It has been 6 months, and I still wake up after a dream to remember that you are no longer here. My darling, how I miss you so. You were my everything, and I still don’t know how / don’t want to live life without you. I want you back on earth, but I know that this will never be. I know that you are in the best possible place, and that our Lord has His best in glory with Him – you.
Gabby, Becky and Amy-Leigh are doing so well, but miss you more than you would’ve imagined if you were here. They really need you, and so do I. They are so strong and loving and kind, I am such a blessed dad. You were their ultimate example of a loving God. You were the mommy of all mommies.
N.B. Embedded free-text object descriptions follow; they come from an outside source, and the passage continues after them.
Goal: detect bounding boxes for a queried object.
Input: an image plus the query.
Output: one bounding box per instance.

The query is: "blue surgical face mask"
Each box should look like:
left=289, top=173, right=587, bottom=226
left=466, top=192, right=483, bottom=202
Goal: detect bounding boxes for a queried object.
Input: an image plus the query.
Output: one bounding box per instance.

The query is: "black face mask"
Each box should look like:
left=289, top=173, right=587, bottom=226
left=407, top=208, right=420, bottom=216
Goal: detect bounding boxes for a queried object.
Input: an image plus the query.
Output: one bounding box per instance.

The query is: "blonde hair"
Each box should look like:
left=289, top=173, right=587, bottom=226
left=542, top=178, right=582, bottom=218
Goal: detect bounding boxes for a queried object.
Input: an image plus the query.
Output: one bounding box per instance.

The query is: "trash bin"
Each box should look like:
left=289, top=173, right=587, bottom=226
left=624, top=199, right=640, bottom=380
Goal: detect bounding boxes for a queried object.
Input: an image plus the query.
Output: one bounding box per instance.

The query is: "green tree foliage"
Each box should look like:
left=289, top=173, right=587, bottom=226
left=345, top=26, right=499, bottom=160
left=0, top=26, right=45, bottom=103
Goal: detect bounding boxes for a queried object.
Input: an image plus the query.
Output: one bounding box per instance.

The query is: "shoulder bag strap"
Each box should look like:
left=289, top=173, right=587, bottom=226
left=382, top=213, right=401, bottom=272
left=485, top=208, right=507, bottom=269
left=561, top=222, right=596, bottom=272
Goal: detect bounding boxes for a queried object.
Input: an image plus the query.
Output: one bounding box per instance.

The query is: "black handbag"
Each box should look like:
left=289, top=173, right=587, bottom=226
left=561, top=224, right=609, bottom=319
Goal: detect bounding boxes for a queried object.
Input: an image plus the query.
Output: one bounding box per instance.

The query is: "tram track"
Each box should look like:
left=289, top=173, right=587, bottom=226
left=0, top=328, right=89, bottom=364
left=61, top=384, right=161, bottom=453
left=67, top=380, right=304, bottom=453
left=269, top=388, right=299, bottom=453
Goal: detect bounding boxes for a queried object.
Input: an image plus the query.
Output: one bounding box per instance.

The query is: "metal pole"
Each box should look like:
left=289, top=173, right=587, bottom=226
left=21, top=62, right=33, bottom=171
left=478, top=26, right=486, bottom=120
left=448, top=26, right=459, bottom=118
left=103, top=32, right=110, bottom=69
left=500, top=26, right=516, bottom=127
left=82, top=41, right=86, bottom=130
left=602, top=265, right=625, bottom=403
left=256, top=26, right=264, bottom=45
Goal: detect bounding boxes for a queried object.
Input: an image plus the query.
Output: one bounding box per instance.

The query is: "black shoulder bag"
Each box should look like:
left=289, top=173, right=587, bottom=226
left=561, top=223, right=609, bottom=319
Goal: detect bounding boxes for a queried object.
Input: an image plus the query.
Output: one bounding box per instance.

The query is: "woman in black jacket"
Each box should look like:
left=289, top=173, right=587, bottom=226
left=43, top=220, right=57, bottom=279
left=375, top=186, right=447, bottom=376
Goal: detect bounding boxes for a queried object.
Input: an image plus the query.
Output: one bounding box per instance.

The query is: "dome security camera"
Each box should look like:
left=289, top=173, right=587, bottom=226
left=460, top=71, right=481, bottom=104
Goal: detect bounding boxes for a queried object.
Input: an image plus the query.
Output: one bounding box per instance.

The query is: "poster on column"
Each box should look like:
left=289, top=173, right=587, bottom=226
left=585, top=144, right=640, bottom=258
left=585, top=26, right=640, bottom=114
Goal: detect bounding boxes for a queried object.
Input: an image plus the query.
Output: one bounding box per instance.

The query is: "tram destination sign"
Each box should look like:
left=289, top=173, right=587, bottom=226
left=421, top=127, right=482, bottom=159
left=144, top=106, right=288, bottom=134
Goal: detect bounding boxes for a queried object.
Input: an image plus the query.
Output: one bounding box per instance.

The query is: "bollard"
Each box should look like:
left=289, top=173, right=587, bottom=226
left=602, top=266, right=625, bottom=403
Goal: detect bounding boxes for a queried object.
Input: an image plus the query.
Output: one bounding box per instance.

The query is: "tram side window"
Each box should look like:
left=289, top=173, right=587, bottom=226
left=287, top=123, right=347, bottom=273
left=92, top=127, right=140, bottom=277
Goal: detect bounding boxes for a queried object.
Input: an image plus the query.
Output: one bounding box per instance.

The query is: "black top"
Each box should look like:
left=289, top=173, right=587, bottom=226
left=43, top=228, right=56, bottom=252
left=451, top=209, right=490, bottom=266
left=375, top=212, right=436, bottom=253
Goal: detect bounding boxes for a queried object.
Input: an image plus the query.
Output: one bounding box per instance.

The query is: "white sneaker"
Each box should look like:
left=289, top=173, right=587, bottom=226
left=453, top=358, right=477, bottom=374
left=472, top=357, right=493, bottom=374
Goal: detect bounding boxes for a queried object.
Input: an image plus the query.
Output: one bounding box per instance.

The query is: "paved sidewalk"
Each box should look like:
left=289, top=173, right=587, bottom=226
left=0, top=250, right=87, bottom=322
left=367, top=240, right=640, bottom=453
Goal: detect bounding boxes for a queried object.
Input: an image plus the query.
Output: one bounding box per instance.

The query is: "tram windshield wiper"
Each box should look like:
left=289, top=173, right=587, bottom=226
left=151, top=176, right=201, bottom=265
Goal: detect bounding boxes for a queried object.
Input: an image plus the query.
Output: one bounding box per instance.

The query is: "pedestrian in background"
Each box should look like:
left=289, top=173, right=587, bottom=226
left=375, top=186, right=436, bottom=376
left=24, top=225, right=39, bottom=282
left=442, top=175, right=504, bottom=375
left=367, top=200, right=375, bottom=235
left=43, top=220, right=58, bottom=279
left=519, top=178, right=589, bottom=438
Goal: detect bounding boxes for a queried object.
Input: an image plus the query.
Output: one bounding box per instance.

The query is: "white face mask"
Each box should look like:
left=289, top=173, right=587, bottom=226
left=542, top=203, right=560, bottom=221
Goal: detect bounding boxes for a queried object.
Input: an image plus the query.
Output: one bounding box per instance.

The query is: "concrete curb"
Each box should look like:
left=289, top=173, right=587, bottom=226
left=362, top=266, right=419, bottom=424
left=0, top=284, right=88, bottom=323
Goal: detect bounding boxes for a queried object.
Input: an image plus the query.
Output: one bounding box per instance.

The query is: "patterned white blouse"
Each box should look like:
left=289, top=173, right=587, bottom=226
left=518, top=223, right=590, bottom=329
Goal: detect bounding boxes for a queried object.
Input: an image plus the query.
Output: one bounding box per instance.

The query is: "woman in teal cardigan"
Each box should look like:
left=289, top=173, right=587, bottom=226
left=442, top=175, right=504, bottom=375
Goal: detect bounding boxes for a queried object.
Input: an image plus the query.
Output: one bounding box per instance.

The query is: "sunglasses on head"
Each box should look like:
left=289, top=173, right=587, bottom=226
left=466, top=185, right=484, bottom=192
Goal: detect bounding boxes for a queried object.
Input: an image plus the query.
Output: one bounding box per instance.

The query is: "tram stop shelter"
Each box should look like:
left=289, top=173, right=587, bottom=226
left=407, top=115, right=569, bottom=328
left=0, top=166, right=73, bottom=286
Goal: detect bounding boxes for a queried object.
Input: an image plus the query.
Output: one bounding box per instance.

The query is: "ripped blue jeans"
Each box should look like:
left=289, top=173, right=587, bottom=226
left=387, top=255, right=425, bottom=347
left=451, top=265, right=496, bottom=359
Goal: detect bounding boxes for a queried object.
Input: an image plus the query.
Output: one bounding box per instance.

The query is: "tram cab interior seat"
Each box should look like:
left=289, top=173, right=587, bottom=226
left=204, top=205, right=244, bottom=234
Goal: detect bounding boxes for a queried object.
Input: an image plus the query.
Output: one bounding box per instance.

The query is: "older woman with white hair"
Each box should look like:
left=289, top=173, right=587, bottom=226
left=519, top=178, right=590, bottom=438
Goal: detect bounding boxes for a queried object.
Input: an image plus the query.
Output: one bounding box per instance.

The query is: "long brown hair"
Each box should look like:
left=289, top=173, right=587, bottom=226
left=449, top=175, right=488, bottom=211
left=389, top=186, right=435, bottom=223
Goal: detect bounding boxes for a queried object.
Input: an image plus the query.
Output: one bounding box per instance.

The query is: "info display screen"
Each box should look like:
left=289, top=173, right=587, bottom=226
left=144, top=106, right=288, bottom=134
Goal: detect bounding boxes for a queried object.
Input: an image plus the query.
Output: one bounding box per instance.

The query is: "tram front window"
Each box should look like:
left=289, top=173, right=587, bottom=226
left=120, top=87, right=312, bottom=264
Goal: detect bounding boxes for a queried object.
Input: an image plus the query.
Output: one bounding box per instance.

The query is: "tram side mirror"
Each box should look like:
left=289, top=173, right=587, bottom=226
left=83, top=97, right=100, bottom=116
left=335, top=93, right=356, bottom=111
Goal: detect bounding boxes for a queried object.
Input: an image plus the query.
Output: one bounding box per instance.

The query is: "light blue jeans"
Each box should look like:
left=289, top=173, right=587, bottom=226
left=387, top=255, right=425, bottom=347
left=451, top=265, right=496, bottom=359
Not a single day goes by without a memory, a fragrance, a smile, a laugh of yours. You are everywhere – in my thoughts, on my computer, in my car, on my radio, in the girls… . I saw a picture of you the other night in a beautiful purple dress (with a younger Gabby, Becky, Ethan and Joel), and oh my hat you looked stunning. I just want to give you a big kiss and a hug and a squeeze, just one last one. I long to hear your voice one last time, or that cheeky little giggle. I want to go for a run in the forest with you, or talk about our God together over a cup of coffee and a rusk on a Saturday morning.
Thank you for your life, your unending, unconditional love for your precious princesses and I. You were / are the perfect picture of what Christ would look like on earth.
How I long to see you again. I am lost without you.